#! /bin/sh

     ###################################### 
     ##### Model Transformation Tools #####
     ######################################

# Bourne shell script: dae_r2m
# Reduce DAE to simulab  DAE  
# P.J.Gawthrop 14 June 1991, 12 Jan 1994, April 1994, Jan 95.
# Copyright (c) P.J.Gawthrop 1991, 1994, 1995, 1996

###############################################################
## Version control history
###############################################################
## $Id$
## $Log$
###############################################################


# WARNING this is experimental!!
# It asumes that the output y is NOT dependent on derivatives of
#  z or u.


#Inform user
echo Creating $1_dae.m
echo Creating $1_daeo.m


# Remove the old log file
rm -f dae_r2m.log

# Use reduce to accomplish the transformation
reduce >dae_r2m.log << EOF

%Read the reduce definitions file
in "$1_def.r";

%Read the reduce  DAE   file
in "$1_dae.r";

%Set up the number of argument variables to zero in case the user has forgotten
MTTNVar := 0;

%Read the parameter file
in "$1_sympar.r";


ON NERO;        % Suppress zero elements

%Define the common part of the functions.

PROCEDURE common;
BEGIN
  IF MTTNvar>0 THEN
  BEGIN
    write "% Read in the parameters";
    write "[ ...;;";
    FOR i := 1:MTTNvar DO
    BEGIN
       IF i<MTTNvar THEN write MTTVar(i,1), ",..."
                    ELSE write MTTVar(i,1), "] = $1_numpar"
    END;
  END;
  
  write "% Read in the arguments";
  write "$1_args";
  
  write "% check that u is defined and default it if not";
  write "if exist('u')==0";
  write "  u = ones(", MTTNu, ",1);";
  write "end";
  
  write "% Set up the State variables";
  FOR i := 1:MTTNx DO
  BEGIN
    write "MTTx", i, " = MTTx(", i, ");";
  END;

  write "% Set up the non-state variables";
  FOR i := 1:MTTNz DO
  BEGIN
    write "MTTz", i, " = MTTx(", MTTNx+ i, ");";
  END;
  
  write "% Set up the Input variables";
  IF MTTNu>0 THEN
  FOR i := 1:MTTNu DO
  BEGIN
    write "MTTu", i, " = u(", i, ");";
  END;
END;
  
% Firstly do the residual = f(dx,x,t) function.

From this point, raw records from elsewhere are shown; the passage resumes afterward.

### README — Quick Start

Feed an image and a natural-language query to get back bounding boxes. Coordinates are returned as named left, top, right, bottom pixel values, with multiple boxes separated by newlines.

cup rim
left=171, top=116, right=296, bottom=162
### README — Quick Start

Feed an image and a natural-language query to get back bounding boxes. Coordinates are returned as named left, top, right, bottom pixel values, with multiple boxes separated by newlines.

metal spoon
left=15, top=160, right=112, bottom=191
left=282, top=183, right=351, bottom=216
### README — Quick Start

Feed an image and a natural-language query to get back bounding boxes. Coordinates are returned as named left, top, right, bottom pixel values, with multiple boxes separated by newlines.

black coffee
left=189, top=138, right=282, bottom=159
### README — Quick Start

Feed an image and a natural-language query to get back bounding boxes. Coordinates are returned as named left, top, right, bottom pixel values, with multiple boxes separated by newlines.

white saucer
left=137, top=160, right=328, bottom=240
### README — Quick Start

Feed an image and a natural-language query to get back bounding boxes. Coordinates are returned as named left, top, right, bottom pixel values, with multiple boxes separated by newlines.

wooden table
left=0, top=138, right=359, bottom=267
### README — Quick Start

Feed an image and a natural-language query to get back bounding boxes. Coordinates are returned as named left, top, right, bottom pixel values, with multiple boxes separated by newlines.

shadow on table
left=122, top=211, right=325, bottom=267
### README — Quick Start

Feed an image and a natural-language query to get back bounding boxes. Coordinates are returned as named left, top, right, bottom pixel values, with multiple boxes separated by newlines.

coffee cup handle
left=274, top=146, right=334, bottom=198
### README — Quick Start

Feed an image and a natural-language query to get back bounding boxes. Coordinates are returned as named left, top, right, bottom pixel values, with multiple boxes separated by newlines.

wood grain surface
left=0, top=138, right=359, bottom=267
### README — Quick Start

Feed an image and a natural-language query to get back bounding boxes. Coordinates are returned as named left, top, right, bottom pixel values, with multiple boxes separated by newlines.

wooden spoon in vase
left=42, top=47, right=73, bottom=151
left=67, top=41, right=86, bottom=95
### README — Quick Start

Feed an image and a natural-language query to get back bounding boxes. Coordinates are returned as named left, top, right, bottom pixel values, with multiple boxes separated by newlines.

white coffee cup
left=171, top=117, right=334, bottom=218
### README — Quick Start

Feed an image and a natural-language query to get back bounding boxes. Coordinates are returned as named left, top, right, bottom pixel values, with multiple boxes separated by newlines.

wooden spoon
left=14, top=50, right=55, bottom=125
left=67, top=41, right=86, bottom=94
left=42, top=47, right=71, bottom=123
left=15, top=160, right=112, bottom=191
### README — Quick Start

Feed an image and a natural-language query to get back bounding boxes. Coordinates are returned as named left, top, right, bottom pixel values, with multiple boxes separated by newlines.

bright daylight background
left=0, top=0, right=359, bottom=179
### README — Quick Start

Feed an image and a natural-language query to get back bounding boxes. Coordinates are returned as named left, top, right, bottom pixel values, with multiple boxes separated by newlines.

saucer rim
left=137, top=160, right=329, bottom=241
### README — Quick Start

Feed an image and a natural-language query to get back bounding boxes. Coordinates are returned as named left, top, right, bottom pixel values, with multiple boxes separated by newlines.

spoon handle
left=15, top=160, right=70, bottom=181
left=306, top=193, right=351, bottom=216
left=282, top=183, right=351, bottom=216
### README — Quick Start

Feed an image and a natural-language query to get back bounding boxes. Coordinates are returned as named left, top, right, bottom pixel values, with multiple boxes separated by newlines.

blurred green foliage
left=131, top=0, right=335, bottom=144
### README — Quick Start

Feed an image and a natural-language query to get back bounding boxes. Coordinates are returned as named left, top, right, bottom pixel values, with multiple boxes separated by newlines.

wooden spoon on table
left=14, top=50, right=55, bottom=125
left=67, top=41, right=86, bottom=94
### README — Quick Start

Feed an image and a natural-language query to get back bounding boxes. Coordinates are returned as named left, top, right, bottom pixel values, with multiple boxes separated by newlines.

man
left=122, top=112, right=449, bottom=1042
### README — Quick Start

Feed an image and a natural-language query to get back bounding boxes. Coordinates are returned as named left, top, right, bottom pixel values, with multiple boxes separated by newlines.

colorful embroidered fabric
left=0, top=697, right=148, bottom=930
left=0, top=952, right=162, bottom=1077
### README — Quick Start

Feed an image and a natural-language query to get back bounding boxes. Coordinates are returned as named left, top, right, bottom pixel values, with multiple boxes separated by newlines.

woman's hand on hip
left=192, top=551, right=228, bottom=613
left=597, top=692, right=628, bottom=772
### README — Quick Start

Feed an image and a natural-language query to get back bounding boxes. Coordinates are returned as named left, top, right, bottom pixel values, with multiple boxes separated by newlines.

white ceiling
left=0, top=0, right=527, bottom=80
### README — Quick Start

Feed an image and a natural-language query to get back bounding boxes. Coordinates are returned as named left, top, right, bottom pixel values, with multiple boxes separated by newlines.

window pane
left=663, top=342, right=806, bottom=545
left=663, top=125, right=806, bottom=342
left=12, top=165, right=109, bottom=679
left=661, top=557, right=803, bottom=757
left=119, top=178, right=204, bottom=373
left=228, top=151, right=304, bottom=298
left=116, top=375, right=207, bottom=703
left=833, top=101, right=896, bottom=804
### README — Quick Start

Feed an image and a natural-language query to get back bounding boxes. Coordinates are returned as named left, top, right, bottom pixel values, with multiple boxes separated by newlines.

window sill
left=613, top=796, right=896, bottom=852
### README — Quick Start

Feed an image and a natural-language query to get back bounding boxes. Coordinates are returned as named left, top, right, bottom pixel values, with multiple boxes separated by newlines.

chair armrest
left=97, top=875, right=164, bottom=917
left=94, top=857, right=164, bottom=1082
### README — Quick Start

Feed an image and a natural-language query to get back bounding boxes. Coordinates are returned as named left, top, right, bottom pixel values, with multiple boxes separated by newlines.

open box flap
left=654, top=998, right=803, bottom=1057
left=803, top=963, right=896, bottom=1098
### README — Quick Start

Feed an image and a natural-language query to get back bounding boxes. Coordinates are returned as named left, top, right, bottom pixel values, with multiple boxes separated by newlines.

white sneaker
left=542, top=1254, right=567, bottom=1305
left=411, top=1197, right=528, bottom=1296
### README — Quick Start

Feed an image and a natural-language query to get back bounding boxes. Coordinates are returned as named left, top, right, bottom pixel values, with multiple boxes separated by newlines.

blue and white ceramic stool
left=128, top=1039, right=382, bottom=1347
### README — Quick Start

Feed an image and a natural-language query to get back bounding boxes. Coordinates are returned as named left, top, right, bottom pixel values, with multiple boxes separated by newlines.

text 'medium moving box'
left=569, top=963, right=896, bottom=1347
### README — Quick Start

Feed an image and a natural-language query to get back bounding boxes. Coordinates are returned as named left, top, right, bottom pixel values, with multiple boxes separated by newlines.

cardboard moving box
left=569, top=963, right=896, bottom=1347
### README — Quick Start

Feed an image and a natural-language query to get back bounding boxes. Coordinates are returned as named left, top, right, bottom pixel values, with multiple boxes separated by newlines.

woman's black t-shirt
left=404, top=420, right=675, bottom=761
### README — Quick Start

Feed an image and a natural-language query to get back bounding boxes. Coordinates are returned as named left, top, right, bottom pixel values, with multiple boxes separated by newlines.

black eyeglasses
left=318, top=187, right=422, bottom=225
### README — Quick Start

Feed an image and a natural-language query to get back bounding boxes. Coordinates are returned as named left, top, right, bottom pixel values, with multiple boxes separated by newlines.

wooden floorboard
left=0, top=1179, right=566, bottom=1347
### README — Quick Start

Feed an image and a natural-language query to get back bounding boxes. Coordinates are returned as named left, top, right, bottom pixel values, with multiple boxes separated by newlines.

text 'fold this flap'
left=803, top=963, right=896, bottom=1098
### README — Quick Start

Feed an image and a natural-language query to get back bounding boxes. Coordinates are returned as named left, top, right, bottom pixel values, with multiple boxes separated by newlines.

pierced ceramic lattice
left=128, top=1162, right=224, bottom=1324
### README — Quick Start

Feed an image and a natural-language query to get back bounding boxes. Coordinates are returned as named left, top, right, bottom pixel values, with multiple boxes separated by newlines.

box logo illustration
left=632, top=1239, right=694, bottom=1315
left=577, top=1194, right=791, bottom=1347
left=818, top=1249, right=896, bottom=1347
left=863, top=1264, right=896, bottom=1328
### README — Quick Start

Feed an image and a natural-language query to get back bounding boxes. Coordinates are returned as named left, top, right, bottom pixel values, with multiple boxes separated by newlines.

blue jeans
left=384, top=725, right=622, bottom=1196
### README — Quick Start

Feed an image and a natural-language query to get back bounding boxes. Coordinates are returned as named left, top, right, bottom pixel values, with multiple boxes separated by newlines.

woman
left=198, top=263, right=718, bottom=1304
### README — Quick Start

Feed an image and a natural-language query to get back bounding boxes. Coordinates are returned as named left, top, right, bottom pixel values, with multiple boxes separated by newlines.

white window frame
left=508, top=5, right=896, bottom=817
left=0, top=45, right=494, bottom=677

%MTTGx and u are the derivatives of z wrt x and u respectively

% Find MTTGx;
matrix MTTGx(MTTNz,MTTNx);
FOR j := 1:MTTNx DO
  BEGIN
  xj := MTTX(j,1);
  FOR i := 1:MTTNz DO
    MTTGx(i,j) := df(MTTZ(i,1), xj, 1);
  END;

% Find MTTGu;
matrix MTTGu(MTTNz,MTTNu);
FOR j := 1:MTTNu DO
  BEGIN
  uj := MTTu(j,1);
  FOR i := 1:MTTNz DO
    MTTGu(i,j) := df(MTTZ(i,1), uj, 1);
  END;


OUT "$1_dae.m";
write "function residual = $1_dae(MTTdX0,MTTx,t);";
write "% residuals = $1_dae(dx,x,t);";
write "%DAE in DASSL $1;;";
write "%File $1_dae.m;;";
write "%Generated by MTT;;";


common();
  write "% Set up the non-state derivatives";
  FOR i := 1:MTTNz DO
  BEGIN
    write "MTTdz", i, " = MTTdx0(", MTTNx+ i, ");";
  END;
  

%Fortran switches - one line expressions
OFF echo;
ON fort$
cardno!* := 1$
fortwidth!* := 100$
OFF period$


MTTdx := MTTdx;
MTTGx := MTTGx;

OFF fort;

write "for i=1:", MTTNy, ";;";
write "  residual(i) = MTTdX(i)-MTTdX0(i);";
write "end;";

IF MTTNz>0 THEN
BEGIN
  write "dxz = MTTGx*MTTdx";
  write "for i=1:", MTTNz, ";;";
  write "  residual(i+", MTTNx, ") = dxz(i)-MTTdX0(i+", MTTNx,");";
  write "end;";
END;



SHUT "$1_dae.m";

OFF fort;

% Now do the y = g(x,t) function.
OUT "$1_daeo.m";
  
write "function MTTy = $1_daeo(MTTx,t);";
write "% dX = $1_daeo(MTTx,t);";
write "%DAE in Simulab form for system $1;;";
write "%File $1_daeo.m;;";
write "%Generated by MTT;;";

common();

%Fortran switches - one line expressions
OFF echo;
ON fort$
cardno!* := 1$
fortwidth!* := 100$
OFF period$

MTTy := MTTy;

SHUT "$1_daeo.m";